A anarquia da liderança trabalhista sofreu uma reviravolta dramática hoje, quando Angela Rayner declarou que havia sido inocentada pelo fisco – e sugeriu que Keir Starmer poderia parar de considerar.

A ex-vice-primeira-ministra efetivamente jogou seu chapéu no ringue ao anunciar que pagou £ 40.000 para resolver sua disputa com o HMRC sobre o imposto de selo não pago.

Crucialmente, ela insistiu que não tinha sido obrigada a pagar qualquer penalidade por sonegar impostos de forma deliberada ou “descuidada”.

A mudança chocante ocorreu horas antes de se esperar que o secretário de Saúde, Wes Streeting, revelasse um desafio formal a Sir Keir.

O prefeito de Manchester, Andy Burnham, também está pronto para revelar se tem um caminho para retornar à Câmara dos Comuns, à medida que dias de manobras políticas febris chegam ao auge.

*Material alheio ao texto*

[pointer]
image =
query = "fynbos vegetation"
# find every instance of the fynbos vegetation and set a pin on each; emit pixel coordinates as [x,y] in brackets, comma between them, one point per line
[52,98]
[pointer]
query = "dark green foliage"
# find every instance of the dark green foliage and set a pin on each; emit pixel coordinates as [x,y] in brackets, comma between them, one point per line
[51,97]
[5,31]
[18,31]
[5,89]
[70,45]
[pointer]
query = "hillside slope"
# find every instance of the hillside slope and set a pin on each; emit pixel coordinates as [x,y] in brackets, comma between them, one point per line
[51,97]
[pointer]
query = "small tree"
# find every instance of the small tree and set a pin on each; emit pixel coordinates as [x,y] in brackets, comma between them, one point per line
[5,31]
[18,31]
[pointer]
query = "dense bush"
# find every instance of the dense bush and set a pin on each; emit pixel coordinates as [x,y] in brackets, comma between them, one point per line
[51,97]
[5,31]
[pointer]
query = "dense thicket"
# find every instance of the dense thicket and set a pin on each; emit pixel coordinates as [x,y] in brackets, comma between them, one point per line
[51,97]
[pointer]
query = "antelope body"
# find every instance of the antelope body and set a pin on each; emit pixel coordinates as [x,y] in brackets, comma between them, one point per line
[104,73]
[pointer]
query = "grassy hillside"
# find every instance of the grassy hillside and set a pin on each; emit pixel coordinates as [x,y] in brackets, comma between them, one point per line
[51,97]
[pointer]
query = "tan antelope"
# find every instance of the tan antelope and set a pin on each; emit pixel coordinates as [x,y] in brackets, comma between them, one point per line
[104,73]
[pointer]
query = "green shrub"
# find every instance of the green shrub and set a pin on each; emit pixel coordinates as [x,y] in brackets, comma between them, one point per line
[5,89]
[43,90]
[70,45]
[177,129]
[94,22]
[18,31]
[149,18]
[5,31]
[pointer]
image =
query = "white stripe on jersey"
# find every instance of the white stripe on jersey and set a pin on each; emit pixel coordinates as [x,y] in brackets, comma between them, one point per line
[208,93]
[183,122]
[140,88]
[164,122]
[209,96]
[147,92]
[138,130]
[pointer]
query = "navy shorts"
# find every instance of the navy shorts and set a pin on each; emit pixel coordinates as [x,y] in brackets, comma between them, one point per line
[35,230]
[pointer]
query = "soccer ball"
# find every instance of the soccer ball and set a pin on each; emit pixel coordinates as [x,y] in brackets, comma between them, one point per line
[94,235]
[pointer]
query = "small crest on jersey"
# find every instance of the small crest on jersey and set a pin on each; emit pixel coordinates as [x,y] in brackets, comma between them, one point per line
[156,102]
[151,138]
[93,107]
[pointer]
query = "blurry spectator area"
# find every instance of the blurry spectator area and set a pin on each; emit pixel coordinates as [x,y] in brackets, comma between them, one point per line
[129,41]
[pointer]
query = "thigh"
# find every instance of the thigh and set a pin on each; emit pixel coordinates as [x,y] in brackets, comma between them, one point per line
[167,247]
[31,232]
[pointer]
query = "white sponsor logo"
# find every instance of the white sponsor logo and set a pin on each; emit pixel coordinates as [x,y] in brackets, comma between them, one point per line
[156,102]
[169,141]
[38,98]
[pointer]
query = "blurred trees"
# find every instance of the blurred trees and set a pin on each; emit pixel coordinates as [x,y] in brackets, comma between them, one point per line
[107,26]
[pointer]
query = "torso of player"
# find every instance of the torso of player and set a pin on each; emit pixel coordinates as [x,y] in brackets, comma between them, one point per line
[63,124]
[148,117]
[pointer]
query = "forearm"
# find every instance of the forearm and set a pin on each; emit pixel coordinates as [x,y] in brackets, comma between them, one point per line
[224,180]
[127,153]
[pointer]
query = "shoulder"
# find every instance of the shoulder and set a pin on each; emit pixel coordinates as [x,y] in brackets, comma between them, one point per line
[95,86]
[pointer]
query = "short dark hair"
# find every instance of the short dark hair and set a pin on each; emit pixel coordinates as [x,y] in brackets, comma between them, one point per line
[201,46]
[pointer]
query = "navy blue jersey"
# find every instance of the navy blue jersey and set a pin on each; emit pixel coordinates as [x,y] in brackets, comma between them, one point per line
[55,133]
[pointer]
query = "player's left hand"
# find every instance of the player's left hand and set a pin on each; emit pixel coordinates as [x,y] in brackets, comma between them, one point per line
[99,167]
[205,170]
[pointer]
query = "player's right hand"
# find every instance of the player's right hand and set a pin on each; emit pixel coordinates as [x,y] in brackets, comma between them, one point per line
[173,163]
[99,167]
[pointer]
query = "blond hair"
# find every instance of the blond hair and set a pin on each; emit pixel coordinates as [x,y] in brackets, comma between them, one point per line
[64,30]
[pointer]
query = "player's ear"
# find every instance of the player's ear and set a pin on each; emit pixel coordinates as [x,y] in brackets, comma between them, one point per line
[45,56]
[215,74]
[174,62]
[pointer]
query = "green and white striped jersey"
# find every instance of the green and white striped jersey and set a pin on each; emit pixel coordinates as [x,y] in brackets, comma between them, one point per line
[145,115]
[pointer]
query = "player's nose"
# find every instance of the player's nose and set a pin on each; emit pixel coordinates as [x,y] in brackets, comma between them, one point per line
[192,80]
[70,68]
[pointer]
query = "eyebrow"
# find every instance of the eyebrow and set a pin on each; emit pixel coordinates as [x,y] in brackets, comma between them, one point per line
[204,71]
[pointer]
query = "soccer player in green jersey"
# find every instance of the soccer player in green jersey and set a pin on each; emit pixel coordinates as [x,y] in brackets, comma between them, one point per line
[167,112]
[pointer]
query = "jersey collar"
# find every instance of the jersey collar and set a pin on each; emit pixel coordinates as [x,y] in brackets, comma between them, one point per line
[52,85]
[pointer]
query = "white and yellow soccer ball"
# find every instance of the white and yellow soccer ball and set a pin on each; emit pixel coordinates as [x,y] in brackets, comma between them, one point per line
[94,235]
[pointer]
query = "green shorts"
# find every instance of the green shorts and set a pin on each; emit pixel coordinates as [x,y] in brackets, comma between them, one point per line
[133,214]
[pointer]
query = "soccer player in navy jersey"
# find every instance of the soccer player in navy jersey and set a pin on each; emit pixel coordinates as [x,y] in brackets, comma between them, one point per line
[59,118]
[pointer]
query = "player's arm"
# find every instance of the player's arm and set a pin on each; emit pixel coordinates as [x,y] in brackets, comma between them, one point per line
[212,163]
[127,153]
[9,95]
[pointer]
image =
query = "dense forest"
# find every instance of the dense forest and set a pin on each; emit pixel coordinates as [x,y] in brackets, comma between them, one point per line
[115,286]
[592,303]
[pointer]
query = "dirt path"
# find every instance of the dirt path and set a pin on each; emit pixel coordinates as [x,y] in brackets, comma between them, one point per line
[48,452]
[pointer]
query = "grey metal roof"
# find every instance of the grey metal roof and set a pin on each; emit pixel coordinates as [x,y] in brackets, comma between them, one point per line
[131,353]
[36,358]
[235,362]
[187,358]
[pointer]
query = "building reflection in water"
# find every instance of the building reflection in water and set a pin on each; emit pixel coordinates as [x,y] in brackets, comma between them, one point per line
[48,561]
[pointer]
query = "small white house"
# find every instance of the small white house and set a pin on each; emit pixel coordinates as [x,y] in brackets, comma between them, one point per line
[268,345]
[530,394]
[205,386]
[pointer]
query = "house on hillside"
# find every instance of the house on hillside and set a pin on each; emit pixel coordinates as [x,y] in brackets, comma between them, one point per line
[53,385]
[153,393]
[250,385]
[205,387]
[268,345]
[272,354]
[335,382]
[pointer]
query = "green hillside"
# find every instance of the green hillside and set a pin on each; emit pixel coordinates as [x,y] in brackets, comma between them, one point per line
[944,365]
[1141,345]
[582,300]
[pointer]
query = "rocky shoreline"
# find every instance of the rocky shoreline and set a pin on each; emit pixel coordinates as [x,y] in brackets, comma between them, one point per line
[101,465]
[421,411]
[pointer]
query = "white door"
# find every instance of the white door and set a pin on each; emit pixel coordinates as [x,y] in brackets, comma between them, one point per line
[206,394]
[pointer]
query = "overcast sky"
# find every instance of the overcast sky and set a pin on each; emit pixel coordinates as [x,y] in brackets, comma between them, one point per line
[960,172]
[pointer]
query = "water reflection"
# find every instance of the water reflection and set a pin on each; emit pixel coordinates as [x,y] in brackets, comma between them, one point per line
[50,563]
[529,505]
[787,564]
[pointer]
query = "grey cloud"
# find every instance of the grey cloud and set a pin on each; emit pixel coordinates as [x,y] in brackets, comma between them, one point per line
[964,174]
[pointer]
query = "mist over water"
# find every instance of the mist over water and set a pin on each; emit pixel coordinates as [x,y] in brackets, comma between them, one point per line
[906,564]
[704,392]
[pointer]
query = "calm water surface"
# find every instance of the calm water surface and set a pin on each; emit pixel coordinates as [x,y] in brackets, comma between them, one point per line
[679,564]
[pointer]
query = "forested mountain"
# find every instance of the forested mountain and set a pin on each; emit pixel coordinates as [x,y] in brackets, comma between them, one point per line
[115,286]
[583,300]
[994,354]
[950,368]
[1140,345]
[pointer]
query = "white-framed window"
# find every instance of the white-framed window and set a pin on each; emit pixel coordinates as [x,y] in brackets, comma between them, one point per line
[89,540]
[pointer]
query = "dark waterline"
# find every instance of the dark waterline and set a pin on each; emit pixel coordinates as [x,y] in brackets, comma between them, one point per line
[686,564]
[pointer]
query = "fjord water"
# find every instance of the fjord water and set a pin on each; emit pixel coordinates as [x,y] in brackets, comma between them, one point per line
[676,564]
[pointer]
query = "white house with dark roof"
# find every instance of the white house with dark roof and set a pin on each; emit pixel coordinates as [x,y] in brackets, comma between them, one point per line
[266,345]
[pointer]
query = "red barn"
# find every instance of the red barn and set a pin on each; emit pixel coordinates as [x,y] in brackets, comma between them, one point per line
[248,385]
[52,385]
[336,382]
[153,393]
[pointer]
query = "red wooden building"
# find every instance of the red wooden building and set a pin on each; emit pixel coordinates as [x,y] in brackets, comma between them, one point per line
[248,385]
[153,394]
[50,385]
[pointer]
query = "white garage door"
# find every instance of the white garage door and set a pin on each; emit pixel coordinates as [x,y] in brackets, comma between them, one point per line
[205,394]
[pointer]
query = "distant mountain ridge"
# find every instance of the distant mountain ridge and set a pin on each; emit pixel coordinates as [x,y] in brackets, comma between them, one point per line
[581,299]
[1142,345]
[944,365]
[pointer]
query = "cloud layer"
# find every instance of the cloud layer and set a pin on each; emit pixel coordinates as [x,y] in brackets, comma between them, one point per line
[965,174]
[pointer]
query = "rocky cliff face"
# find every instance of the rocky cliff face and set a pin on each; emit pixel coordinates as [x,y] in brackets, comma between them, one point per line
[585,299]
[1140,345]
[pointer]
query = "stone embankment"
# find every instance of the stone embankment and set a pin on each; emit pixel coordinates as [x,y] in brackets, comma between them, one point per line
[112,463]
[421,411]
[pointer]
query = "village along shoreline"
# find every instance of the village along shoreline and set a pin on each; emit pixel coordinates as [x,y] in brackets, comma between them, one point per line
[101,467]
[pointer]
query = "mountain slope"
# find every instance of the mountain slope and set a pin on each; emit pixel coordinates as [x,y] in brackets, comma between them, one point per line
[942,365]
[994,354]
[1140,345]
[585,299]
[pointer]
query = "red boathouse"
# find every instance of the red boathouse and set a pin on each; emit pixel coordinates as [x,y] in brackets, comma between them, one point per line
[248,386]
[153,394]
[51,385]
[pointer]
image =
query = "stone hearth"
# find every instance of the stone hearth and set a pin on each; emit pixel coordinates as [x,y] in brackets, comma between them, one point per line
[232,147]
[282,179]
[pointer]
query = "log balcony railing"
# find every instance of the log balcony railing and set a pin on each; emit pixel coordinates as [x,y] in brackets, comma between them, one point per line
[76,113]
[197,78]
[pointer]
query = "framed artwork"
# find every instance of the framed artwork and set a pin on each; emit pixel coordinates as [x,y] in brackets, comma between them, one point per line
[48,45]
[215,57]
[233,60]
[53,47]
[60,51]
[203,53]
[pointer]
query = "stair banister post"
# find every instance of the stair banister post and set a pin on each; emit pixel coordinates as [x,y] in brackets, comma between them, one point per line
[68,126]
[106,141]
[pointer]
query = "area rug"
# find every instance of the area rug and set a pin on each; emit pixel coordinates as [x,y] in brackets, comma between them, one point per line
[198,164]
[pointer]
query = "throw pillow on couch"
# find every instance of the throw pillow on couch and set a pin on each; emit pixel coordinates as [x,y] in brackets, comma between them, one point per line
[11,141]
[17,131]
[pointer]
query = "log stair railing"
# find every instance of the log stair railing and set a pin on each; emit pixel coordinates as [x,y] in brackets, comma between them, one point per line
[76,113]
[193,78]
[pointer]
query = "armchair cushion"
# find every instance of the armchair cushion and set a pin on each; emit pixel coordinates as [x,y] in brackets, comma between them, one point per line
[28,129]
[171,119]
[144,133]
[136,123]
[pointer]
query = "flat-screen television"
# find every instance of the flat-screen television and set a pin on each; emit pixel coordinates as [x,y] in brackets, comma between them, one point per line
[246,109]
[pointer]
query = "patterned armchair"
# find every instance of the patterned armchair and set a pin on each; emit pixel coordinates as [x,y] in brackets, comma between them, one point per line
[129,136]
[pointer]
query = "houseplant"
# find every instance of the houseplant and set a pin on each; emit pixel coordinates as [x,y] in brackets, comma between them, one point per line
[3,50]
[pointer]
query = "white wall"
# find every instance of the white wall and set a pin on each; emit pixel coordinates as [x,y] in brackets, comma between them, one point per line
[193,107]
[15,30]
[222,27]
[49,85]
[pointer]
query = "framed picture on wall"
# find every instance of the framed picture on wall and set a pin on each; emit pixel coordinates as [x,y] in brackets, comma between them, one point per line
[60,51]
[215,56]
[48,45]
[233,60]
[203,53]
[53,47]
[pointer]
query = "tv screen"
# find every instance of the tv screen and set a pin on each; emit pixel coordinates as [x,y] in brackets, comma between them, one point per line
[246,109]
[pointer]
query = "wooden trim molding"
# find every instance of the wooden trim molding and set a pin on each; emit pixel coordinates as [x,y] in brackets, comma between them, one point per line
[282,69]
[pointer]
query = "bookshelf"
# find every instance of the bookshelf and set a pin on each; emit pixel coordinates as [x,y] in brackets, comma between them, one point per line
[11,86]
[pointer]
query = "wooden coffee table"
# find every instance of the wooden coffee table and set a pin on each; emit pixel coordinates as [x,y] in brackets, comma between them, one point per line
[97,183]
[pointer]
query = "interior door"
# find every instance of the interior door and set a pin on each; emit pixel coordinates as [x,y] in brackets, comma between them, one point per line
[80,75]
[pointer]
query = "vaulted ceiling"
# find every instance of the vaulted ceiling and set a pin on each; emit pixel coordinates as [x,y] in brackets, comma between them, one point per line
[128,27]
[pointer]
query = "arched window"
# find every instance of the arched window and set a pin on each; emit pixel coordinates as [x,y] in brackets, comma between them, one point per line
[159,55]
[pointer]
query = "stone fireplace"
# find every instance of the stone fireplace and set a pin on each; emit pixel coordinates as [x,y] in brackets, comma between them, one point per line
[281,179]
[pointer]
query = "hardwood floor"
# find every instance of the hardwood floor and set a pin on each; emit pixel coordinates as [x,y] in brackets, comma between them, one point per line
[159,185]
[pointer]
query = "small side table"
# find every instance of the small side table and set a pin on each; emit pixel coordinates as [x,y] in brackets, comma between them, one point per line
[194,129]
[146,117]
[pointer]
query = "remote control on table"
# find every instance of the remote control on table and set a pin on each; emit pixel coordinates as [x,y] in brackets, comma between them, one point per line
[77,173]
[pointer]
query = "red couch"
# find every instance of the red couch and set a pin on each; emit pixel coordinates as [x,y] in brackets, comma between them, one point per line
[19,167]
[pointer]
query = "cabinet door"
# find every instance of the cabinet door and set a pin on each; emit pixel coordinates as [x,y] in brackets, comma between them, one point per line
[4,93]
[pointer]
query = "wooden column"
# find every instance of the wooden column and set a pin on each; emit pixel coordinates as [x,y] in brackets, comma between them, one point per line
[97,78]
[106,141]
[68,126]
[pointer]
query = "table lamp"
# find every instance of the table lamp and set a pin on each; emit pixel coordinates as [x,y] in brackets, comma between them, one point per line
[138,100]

Burnham retirou-se esta manhã de seu cargo regular na BBC Radio Manchester, mas uma série de parlamentares negaram ter feito acordos para renunciar para que ele pudesse lutar em uma eleição suplementar.

Os legalistas também têm sinalizado que Sir Keir não irá agir silenciosamente, preparando uma Battle Royale pelo controle que tem levado os mercados ao pânico e aumentado os custos de financiamento do Reino Unido.

Há receios de que o Governo enfrente agora meses de paralisia, à medida que os factos conflitantes discutem quem deveria estar no comando – e potencialmente se inclina para a esquerda num esforço frenético para atrair activistas.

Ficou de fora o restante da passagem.